If this mortal life is a time in which we need to learn from our experiences; much of this is likely to be retrospective.
We may fail to learn at the time of experience; but often have further opportunities afterwards, in retrospect, by reflecting on our autobiographical memories.
There are two common wrong ways of thinking about our past: To assume everything we did was right, or to assume everything we did was wrong!
Some people refuse to acknowledge their own sin, error, weakness; and will always rationalize their past behaviour - excusing apparent weakness, error, sin as being necessary, unavoidable, compelled, "not-my-responsibility", a step on the way to something better, or... whatever.
Such people see their whole life a basically-correct and integrated - therefore they cannot learn from experience.
Experience is just grist to the mill of self-justification.
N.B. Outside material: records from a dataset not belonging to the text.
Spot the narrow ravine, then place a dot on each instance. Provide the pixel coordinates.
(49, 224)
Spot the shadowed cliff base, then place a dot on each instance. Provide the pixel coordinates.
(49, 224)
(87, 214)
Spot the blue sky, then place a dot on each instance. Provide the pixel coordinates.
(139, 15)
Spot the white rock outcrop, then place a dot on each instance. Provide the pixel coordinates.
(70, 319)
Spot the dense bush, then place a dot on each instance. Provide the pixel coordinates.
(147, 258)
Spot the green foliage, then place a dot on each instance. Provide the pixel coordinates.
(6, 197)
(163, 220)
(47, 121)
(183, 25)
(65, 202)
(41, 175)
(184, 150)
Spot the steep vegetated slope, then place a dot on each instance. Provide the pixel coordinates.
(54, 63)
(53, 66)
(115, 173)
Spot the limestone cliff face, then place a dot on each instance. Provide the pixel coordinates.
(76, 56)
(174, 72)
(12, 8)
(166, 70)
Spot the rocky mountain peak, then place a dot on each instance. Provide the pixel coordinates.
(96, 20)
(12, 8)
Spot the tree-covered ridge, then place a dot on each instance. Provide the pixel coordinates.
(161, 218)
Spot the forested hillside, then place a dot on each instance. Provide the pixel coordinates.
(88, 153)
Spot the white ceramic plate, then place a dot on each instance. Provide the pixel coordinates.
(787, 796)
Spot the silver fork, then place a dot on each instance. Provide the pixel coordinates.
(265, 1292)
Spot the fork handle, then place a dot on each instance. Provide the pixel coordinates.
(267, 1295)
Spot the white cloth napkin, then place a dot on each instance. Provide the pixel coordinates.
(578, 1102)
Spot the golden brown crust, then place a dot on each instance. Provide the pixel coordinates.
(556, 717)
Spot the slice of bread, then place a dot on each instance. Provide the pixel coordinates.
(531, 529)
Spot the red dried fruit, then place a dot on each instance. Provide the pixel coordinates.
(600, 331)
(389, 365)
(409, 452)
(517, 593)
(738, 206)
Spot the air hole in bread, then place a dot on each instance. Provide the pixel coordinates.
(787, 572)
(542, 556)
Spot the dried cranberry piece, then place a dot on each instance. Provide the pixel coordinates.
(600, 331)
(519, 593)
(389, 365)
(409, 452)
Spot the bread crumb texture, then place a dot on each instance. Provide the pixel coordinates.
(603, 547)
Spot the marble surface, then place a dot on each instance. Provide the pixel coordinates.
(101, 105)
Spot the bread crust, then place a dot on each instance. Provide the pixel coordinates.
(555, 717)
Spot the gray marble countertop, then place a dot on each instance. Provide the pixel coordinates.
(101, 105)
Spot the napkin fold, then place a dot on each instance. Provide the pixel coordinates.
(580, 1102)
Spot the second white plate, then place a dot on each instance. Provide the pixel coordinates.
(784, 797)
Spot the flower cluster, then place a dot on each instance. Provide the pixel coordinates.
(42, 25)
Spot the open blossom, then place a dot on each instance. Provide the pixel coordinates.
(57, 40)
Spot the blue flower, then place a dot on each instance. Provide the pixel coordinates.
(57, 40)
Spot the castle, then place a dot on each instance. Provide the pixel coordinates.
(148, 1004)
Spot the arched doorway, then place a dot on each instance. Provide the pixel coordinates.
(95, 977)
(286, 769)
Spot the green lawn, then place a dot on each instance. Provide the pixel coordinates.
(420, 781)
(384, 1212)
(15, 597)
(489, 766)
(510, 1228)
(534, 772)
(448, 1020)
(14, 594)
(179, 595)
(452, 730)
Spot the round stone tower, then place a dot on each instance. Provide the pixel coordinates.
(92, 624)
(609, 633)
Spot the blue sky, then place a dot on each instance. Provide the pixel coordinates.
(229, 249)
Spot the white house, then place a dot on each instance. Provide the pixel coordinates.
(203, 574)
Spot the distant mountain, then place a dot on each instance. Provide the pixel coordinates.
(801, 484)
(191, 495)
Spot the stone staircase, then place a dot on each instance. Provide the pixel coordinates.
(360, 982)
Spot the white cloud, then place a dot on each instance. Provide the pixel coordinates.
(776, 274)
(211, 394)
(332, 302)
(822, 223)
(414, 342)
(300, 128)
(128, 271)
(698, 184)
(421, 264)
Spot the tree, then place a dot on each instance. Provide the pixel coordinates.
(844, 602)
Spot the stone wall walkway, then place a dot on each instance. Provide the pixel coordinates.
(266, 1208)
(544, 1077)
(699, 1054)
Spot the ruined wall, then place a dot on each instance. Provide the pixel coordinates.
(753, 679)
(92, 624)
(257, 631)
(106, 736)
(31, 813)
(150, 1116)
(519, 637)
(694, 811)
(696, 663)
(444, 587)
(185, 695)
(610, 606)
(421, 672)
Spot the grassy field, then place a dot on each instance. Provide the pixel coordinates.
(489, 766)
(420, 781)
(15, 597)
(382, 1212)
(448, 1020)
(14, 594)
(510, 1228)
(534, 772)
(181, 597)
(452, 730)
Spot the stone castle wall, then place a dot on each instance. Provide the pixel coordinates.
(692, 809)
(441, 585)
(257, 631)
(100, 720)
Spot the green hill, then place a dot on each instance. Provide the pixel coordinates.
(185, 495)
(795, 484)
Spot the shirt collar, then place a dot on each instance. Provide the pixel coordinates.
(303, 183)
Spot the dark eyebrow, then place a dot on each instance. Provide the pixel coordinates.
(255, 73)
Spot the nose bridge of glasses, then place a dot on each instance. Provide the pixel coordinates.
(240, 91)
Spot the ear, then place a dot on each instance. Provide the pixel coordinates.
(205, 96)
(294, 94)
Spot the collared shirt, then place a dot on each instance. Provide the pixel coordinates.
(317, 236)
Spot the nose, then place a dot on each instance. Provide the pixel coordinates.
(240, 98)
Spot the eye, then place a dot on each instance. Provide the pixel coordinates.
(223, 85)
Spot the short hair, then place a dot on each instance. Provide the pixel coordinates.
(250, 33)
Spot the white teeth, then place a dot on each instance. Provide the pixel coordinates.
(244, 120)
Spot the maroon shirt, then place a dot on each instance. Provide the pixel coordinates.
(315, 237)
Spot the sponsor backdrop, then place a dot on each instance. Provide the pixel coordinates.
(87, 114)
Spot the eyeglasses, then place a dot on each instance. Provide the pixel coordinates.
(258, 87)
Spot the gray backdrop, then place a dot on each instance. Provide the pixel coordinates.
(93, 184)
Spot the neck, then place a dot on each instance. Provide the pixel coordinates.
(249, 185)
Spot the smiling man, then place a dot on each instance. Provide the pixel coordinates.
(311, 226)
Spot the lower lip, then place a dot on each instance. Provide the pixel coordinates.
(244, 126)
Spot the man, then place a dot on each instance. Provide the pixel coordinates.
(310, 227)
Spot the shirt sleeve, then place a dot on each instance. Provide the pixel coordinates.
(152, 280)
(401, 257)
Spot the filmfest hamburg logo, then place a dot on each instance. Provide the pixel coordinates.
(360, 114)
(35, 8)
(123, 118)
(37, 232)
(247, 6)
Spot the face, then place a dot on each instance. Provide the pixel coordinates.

Other people regard their present person as the only good; and their past as merely a sequence of errors that has nothing to do with Me. Here. Now.
They refuse to acknowledge past errors: "That was not me! I was just a kid! I hadn't discovered God/ hadn't discovered who-I-really-am. I was weak (but not any more) - I was an addict (but have overcome it)... I am a different person now."
For such people, the present moment is all that matters, and they repudiate the past. Clearly they cannot learn from experience.
To learn from experience requires both taking responsibility for past behaviour and choices, and also evaluating them as good or bad, right or wrong, strong or weak, loving or expedient...
It means both acknowledging the unity of life (it was and is essentially me), and also the reality of learning, change, development (I really am different).
Learning from mortal life therefore entails both continuity of existence, and transformation of the individual.